In 1929 Mahon tried to persuade the newly elected Labor government to pass a motion rescinding the expulsion resolution. With the economy in steep decline towards depression, the party had other priorities.

Loyalists, for their part, also continued to maintain the rage. In 1931, more than 10 years after Mahon’s speech the controversy hit the headlines once again. Following Mahon’s death in August that year, the prime minister, James Scullin, moved in the House the usual condolence motion to mark the passing of a former member.
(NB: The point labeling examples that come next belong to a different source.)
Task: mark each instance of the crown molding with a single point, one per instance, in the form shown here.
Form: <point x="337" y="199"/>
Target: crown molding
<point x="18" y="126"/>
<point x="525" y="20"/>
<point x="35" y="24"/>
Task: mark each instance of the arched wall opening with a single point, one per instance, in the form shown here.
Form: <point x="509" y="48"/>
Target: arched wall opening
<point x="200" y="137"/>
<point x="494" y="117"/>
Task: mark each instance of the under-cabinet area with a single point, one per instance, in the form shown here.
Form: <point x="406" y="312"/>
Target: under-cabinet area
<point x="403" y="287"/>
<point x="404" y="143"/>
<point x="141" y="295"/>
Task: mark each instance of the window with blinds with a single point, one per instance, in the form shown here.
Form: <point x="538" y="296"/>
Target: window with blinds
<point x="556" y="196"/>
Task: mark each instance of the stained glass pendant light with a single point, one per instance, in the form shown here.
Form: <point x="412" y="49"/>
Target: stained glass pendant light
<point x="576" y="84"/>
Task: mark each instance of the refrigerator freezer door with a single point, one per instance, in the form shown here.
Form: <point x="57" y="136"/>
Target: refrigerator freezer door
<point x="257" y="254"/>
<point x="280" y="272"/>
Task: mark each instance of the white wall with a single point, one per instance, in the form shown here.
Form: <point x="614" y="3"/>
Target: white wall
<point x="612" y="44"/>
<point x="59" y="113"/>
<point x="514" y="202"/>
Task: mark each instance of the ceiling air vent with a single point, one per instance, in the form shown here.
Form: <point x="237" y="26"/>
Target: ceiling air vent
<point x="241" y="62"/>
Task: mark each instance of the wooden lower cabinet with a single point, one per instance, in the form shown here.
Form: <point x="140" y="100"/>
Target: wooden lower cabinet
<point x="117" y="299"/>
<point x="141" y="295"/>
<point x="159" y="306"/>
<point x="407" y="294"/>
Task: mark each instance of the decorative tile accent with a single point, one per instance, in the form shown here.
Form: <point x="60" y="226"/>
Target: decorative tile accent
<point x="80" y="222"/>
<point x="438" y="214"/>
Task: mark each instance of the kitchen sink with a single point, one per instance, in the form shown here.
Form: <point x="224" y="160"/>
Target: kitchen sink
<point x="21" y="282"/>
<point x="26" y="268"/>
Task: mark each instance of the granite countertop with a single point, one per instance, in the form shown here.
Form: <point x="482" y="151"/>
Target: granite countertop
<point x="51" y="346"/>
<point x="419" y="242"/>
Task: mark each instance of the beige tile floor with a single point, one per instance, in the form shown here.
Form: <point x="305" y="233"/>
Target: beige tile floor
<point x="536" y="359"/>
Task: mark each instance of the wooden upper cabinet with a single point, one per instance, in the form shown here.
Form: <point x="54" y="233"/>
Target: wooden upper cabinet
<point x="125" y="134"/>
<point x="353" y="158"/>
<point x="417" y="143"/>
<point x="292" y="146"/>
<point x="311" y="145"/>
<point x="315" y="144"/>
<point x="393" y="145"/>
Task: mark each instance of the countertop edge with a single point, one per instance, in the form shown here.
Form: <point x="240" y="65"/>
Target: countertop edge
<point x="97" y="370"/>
Traditionally only good things are said about the deceased.

However, debate on the motion was interrupted when Country Party member Roland Green, a veteran of the war who had lost a leg in the conflict, stormed out of the chamber after declaring he could not support the motion because of Mahon’s attack on the Empire. To Green and others like him, Mahon’s words still rankled a decade or more after the event – they were still obscene and unforgivable.

On the other side, there are still some today who are seeking to expunge the expulsion resolution. In 2016 Graham Perrett, the Labor member for Moreton, put forward a private member’s motion in the House of Representatives calling for an acknowledgement of the injustice done to Mahon. Notwithstanding cross-party support, Perrett’s motion lapsed.

As a result, the resolution described by the 1984 joint select committee as ‘an abuse of power’ remains on the parliamentary record undiminished and unqualified.

This year on November 11, when minds turn to the dismissal of the Whitlam government, we might spare a thought for that other dismissal a century ago and ask whether it’s time for the House of Representatives to right the wrong done to Hugh Mahon.